L’iniziativa — ideata e promossa dall’Associazione Culturale Interzona APS in collaborazione con il Digital Cultures and Sports Research Laboratory (DiCuS Lab) del Dipartimento di Studi Politici e Sociali dell’Università degli Studi di Salerno e con il patrocinio di Assi Manager — ha offerto alla comunità un’opportunità di altissimo profilo per indagarne la profonda valenza formativa dello sport oltre la sola narrazione agonistica.
I lavori si sono aperti con i saluti di Giuseppe Tangredi (Interzona APS), che ha introdotto una serata ricca di spunti e partecipata. Al fianco dell’autore Mario Tirino, il dibattito ha visto gli interventi di rilievo di Marianna Coppola, ricercatrice universitaria di tipo A e docente presso l’Università Telematica Giustino Fortunato, e del manager sportivo Antonio Viola, recentemente entrato a far parte di Assi Manager Milano e tra i principali propulsori dell’evento.

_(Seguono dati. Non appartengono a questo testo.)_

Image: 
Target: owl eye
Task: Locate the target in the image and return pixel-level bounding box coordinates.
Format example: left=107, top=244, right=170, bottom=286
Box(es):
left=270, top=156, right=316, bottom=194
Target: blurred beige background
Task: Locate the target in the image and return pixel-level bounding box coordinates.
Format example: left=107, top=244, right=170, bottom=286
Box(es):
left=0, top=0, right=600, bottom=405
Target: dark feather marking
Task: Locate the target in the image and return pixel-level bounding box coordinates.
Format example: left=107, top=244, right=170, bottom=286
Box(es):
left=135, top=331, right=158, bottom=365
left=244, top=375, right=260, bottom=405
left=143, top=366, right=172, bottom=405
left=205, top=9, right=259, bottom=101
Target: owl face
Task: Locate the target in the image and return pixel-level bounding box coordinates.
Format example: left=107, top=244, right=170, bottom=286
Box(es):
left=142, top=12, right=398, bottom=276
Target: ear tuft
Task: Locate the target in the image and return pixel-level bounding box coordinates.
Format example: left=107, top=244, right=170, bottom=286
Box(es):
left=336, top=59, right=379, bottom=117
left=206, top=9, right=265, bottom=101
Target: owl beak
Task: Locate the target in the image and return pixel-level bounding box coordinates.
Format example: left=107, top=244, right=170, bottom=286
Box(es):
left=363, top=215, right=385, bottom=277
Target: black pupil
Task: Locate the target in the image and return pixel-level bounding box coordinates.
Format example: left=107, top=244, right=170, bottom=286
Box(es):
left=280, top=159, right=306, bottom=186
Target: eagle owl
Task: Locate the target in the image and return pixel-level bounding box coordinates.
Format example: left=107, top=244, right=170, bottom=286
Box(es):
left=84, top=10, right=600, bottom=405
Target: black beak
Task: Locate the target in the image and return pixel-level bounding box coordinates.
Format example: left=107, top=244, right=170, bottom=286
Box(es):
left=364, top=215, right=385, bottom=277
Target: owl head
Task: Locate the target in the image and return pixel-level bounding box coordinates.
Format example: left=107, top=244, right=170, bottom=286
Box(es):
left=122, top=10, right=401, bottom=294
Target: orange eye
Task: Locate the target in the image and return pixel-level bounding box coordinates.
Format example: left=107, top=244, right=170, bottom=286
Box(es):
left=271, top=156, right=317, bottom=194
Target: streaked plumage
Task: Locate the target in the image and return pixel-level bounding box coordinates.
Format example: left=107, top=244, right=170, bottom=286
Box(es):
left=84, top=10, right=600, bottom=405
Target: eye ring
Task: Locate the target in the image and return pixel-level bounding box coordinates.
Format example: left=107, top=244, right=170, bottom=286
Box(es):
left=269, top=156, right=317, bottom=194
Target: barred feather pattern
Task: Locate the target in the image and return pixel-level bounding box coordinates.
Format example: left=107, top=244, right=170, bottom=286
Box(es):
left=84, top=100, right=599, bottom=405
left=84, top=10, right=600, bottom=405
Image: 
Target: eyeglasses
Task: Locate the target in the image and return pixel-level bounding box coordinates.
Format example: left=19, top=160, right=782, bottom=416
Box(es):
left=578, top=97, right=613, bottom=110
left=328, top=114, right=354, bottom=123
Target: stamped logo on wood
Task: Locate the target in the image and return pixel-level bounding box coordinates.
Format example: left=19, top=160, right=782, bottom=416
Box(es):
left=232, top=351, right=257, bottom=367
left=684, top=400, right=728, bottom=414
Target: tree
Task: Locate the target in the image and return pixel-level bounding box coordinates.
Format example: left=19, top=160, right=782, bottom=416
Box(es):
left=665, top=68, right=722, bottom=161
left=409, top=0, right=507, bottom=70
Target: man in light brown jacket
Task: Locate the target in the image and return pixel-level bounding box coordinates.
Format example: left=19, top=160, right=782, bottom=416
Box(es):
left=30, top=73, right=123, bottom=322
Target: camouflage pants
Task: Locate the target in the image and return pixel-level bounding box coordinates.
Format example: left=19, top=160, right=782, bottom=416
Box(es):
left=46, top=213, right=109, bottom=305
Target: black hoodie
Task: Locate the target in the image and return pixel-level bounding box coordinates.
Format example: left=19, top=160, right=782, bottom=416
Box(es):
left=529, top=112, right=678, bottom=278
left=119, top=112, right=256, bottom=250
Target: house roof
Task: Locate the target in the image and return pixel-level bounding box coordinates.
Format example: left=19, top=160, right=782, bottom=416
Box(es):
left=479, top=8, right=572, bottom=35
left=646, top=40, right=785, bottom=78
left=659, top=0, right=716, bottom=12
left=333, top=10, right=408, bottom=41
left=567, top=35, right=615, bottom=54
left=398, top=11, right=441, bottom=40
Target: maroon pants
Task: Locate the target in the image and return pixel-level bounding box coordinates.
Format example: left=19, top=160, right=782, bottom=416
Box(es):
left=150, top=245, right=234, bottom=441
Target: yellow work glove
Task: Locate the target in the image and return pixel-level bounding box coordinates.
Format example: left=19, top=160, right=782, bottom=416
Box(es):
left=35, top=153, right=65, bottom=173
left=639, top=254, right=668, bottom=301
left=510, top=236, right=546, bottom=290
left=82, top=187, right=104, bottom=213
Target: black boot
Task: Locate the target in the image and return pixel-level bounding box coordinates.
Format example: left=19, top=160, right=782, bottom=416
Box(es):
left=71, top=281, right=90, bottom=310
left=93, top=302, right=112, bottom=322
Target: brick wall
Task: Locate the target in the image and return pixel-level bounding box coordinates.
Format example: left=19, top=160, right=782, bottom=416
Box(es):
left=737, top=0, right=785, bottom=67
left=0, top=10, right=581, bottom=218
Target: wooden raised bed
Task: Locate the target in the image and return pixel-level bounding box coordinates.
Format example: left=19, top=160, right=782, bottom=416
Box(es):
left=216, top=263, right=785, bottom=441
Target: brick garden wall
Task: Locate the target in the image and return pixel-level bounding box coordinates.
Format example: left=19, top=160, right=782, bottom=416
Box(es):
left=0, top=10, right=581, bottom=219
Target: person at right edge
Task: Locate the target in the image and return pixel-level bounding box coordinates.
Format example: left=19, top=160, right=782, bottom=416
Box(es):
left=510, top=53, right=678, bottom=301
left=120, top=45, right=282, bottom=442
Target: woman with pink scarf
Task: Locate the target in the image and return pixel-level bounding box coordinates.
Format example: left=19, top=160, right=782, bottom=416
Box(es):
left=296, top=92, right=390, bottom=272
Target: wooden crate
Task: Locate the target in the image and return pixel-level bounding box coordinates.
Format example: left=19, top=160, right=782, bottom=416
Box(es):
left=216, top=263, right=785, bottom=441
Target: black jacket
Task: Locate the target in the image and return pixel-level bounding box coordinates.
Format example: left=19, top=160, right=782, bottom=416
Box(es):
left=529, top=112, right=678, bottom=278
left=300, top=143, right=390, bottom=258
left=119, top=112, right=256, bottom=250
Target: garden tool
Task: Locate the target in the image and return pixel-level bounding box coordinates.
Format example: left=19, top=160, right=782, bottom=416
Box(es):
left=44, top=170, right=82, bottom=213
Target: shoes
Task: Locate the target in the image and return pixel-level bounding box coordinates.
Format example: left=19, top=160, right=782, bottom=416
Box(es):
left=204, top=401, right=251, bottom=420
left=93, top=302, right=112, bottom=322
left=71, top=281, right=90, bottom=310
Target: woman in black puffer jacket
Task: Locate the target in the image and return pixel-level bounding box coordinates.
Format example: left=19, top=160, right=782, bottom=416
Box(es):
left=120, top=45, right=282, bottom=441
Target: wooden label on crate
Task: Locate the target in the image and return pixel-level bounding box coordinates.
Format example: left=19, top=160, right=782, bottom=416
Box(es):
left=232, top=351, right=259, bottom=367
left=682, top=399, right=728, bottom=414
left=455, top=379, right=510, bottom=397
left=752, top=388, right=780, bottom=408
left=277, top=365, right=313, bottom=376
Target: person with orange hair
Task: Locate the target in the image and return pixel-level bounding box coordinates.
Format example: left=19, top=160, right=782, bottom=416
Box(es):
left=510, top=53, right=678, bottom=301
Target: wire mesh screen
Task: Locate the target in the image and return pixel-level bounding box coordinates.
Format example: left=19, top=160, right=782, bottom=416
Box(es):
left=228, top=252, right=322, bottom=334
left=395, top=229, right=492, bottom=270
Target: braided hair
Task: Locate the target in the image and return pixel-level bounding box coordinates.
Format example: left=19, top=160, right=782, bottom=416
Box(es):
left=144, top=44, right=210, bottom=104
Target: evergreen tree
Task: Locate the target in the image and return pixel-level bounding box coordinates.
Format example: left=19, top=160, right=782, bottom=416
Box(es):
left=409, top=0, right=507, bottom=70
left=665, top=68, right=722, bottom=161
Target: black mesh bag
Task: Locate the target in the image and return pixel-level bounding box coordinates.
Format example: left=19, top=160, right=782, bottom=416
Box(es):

Attraverso i contributi dei relatori, l’attività sportiva è stata analizzata come straordinaria agenzia educativa, fondamentale per la crescita dei giovani, l’inclusione e la coesione sociale. Le storie di sport — dagli impianti locali ai grandi palcoscenici internazionali — sono state rilette come un reale specchio delle dinamiche culturali contemporanee, capaci di veicolare riscatto, resilienza e rispetto delle regole. Un affondo specifico è stato inoltre dedicato all’evoluzione dei media e all’impatto dei nuovi linguaggi digitali nel narrare il gesto atletico all’interno della cultura di massa.
A coronamento della serata, Antonio Viola, in rappresentanza di Assi Manager, ha omaggiato il professor Tirino con un dono simbolico a nome dell’organizzazione, a testimonianza del profondo legame tra eccellenze accademiche, managerialità sportiva e valorizzazione del territorio caudino.